Immobilier

À Paris, les ventes dévissent de 24% alors que le prix moyen reste stable à 9 350 €/m²

La chute des transactions parisiennes contraste avec la stabilité du prix moyen au mètre carré. Entre impact des taux et hésitation des vendeurs, l'été pose la question : acheter maintenant ou attendre ?

À Paris, les ventes dévissent de 24% alors que le prix moyen reste stable à 9 350 €/m²
©Illustration IA Margaux Deschamps / renseignementeconomique.fr

Marché parisien : moins de volumes, prix figés

Le premier semestre 2026 marque un net coup de frein pour les ventes d'appartements dans la capitale : -24% sur les cinq premiers mois de l'année selon les données publiées. En parallèle, le prix moyen se maintient aux alentours de 9 350 euros par mètre carré. Ce décalage — moins de transactions, prix peu mobiles — est un signal fort pour les ménages qui projettent d'acheter ou de vendre.

Concrètement, que signifie cette situation pour un ménage ?

Pour un acquéreur, la baisse des volumes se traduit souvent par un délai d'attente plus long pour trouver un bien conforme à ses critères et possiblement une négociation plus serrée sur le prix. Pour un vendeur, elle impose de mesurer l'écart entre l'estimation et la réalité du marché : un logement affiché trop haut risque de stagner.

  • Ventes : chute significative (-24%) sur cinq mois à Paris.
  • Prix : stabilité du prix moyen à 9 350 €/m².
  • Île-de-France : petites couronnes enregistrent un tassement, d'après les mêmes sources.
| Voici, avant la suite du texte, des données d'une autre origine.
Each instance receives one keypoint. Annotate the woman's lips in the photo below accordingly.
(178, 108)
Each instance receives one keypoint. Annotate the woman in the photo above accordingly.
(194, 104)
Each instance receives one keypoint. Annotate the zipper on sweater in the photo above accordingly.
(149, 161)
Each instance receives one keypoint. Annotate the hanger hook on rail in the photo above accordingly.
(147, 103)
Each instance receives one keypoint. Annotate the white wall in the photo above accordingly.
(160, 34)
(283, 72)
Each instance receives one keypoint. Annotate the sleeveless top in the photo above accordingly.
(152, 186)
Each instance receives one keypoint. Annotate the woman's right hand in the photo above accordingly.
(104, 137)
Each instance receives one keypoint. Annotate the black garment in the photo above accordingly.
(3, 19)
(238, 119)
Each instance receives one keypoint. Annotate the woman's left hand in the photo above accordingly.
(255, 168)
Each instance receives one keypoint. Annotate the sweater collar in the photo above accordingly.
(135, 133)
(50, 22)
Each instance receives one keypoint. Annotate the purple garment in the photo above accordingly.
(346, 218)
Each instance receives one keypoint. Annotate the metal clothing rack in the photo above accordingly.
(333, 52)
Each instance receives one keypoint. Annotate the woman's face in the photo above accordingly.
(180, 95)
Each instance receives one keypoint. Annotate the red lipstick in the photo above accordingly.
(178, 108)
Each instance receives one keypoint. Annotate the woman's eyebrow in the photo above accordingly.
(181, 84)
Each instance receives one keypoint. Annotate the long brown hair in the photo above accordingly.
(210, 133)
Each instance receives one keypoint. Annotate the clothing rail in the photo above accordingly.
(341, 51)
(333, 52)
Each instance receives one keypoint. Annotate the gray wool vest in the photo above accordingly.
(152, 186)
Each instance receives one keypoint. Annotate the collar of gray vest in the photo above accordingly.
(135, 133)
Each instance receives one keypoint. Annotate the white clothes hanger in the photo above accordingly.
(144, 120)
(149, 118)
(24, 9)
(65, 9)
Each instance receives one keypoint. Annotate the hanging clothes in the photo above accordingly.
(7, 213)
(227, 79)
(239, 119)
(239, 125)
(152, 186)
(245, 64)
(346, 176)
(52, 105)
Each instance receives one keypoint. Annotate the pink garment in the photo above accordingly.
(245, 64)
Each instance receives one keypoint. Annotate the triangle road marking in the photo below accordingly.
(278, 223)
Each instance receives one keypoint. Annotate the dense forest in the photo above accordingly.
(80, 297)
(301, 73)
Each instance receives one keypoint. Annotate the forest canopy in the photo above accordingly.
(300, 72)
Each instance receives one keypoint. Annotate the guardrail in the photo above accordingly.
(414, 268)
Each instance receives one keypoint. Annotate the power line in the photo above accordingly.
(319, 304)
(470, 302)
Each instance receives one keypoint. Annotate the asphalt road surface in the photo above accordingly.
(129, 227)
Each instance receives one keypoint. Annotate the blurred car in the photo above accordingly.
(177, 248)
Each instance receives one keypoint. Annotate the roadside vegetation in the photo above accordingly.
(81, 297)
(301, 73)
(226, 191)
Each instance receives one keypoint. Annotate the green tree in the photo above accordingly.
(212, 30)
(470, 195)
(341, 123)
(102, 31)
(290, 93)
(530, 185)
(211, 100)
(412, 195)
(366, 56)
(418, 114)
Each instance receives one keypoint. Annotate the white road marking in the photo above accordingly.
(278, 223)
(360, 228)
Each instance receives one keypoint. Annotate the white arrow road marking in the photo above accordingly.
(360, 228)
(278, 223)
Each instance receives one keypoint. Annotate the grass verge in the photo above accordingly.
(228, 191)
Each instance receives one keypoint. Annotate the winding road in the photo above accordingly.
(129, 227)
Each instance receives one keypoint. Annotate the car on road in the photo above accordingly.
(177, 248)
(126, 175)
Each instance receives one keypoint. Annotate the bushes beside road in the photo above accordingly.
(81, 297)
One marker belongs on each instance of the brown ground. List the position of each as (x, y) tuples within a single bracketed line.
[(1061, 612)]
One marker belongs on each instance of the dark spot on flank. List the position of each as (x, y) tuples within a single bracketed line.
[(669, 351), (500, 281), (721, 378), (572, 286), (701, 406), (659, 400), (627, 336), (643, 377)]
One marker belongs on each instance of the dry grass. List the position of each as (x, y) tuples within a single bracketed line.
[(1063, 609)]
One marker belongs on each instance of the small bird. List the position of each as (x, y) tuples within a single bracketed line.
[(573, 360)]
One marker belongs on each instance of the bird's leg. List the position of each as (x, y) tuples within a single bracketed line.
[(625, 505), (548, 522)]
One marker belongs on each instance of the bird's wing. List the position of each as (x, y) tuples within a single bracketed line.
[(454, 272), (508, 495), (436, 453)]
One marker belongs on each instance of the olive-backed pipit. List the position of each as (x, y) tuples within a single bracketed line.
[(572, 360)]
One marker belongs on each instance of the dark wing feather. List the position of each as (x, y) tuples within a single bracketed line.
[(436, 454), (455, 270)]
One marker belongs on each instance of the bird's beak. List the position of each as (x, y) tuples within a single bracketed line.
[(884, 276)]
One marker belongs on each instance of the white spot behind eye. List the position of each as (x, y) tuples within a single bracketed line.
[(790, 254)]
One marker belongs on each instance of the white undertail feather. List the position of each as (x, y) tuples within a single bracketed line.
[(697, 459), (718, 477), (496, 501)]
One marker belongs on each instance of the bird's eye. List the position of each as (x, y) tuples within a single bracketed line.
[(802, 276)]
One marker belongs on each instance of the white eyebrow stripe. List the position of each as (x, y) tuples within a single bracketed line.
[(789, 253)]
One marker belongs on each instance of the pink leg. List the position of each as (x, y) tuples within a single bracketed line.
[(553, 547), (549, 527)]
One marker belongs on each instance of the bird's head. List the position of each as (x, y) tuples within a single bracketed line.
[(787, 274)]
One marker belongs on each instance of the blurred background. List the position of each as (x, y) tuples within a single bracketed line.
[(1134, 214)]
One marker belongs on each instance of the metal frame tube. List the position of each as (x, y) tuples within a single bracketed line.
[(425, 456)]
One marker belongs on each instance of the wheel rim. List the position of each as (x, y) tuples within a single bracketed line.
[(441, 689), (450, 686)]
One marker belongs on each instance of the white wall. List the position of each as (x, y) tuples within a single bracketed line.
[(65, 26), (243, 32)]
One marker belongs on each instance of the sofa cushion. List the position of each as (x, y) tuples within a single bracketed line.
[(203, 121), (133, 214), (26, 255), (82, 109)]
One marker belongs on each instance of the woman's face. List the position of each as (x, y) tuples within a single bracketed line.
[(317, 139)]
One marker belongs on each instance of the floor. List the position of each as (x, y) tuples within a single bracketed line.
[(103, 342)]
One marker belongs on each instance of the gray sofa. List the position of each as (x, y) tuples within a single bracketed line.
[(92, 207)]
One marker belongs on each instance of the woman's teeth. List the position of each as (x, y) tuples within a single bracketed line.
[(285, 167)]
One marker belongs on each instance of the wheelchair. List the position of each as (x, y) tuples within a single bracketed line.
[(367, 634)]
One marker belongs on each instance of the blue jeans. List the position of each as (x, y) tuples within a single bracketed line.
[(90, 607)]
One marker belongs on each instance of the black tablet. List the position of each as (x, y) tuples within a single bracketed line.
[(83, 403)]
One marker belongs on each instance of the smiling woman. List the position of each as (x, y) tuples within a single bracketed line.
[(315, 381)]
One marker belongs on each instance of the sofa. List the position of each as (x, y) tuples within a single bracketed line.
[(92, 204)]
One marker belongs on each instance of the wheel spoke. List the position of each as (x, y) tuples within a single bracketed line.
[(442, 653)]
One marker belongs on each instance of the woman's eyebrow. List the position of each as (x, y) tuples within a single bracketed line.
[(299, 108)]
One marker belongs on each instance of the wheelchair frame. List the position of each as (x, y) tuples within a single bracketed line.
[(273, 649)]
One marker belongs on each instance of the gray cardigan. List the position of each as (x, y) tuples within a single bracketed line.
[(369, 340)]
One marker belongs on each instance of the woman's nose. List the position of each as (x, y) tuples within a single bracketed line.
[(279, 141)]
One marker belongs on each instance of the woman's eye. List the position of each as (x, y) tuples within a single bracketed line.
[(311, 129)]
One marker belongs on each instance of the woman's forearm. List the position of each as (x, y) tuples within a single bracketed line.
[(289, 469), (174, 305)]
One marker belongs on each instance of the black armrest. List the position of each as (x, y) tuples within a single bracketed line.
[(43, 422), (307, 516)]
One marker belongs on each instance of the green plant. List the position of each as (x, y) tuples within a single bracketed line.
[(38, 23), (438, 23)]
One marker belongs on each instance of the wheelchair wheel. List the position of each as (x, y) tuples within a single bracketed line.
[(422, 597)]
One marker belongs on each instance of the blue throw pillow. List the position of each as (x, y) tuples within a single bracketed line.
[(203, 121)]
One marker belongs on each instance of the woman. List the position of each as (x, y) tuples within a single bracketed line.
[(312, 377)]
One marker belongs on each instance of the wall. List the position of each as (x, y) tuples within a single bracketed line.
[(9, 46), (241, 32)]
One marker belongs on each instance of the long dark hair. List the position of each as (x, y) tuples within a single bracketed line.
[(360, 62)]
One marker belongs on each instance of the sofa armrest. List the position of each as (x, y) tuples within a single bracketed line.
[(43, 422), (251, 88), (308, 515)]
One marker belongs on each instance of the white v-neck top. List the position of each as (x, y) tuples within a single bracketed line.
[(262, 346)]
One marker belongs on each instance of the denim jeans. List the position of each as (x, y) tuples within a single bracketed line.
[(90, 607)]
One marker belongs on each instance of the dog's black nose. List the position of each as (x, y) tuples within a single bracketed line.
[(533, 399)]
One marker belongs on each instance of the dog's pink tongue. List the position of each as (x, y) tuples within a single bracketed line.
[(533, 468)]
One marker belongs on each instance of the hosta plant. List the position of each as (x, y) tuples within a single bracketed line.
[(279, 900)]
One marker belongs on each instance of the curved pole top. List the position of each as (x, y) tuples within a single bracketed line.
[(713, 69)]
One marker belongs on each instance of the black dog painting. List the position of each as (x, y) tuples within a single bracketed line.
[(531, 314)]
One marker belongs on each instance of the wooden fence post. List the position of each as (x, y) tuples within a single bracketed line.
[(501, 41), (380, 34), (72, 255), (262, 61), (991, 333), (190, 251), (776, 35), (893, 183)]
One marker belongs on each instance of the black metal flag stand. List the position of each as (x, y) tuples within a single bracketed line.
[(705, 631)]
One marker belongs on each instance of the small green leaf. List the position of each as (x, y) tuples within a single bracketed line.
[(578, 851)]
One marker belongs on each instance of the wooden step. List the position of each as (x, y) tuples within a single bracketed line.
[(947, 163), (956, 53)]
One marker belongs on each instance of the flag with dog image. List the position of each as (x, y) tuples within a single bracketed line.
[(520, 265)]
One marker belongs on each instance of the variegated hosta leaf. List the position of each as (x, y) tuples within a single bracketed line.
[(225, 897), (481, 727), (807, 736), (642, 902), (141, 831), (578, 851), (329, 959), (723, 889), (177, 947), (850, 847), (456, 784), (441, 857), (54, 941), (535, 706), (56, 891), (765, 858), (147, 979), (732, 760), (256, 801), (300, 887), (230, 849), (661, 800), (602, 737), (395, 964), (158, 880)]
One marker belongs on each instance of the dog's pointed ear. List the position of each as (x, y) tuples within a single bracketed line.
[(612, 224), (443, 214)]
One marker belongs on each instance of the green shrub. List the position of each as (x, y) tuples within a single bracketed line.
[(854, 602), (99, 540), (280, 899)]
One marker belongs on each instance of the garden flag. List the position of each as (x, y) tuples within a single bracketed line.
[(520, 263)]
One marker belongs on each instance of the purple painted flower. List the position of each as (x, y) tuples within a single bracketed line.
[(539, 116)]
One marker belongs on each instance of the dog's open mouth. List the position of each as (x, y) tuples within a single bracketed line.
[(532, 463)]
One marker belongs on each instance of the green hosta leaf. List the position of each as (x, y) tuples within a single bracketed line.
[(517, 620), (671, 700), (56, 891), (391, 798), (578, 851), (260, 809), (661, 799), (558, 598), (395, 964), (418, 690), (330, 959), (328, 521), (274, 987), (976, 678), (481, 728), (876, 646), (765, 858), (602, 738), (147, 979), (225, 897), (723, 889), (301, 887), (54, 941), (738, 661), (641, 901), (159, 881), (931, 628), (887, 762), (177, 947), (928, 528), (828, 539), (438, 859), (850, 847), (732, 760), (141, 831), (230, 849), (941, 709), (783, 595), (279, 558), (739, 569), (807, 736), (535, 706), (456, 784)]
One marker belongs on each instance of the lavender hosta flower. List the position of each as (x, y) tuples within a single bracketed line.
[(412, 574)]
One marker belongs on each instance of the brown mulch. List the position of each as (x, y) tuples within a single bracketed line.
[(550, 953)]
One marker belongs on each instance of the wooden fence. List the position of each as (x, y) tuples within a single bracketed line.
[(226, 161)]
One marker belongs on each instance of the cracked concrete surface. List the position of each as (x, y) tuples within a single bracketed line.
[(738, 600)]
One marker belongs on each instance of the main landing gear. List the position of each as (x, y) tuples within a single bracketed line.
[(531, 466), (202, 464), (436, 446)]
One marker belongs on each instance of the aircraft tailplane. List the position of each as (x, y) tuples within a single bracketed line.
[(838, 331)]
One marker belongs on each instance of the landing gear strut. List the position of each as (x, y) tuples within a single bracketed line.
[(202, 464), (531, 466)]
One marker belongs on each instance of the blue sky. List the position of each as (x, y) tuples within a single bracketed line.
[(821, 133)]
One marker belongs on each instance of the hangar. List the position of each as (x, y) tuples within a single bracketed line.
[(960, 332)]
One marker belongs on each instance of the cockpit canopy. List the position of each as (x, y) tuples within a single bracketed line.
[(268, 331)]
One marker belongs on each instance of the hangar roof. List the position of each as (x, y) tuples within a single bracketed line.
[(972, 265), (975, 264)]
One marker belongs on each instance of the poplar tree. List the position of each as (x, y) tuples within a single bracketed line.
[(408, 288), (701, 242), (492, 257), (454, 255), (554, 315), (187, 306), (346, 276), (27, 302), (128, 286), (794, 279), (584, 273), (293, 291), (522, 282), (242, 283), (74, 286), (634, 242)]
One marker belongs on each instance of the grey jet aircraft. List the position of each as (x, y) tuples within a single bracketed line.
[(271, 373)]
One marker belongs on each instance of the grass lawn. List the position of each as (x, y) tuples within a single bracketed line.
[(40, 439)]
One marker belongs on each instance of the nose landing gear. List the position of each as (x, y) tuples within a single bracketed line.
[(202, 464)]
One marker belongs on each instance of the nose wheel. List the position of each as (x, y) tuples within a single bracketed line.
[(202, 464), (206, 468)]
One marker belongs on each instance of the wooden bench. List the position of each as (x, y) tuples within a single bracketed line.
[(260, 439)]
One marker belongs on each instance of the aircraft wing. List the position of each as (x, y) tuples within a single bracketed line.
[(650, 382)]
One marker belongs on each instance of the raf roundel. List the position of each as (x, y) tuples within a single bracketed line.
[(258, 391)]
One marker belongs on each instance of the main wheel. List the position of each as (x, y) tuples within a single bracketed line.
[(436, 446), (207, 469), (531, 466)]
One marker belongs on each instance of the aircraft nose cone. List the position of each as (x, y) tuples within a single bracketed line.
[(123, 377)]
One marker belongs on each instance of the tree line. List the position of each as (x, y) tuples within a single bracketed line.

Crédit, saisonnalité et comportements

Le contexte des taux et la dynamique des crédits pèsent encore sur les décisions. Même si le prix moyen ne baisse pas à Paris, le coût réel d'un achat dépend de la mensualité finale : un point de taux en plus ou en moins change sensiblement la capacité d'achat d'un ménage. À cela s'ajoute l'effet saisonnier : l'été est traditionnellement une période de marché ralenti, mais l'ampleur actuelle de la baisse des ventes interpelle.

Où chercher des opportunités ?

Au-delà de Paris, les tensions diffèrent selon les territoires. Les petites couronnes montrent un léger recul des prix et des ventes, ce qui peut offrir des ouvertures pour des acquéreurs mobiles. Il reste essentiel d'analyser le coût total du projet (apport, mensualité, charges) et de ne pas se fier uniquement au prix au mètre carré.

Un rendez-vous pour répondre aux questions des Français

Pour décrypter ces tendances, Le Parisien organise un tchat en direct avec Thomas Lefebvre, vice-président data de SeLoger - MeilleursAgents, qui répond aux interrogations des lecteurs à partir de midi. C'est l'occasion d'obtenir des éclairages personnalisés sur le bon timing pour acheter ou vendre, la lecture des baromètres et l'impact des taux sur les mensualités.

Indicateur Valeur
Évolution des ventes (Paris, 5 premiers mois) -24%
Prix moyen (Paris) 9 350 €/m²

Face à ce paysage, l'attitude recommandée dépend du profil : un acquéreur déjà financé et pressé bénéficiera d'une négociation plus favorable ; un primo-accédant sans apport peut préférer attendre une stabilisation des conditions de crédit. Pour un vendeur, la prudence veut que l'on ajuste l'offre à la réalité du marché local afin d'éviter une mise en vente longue et coûteuse.

En pratique, raisonnez en mensualités et en mètres carrés, pas seulement en pourcentages : c'est là que se mesure l'impact réel sur un foyer.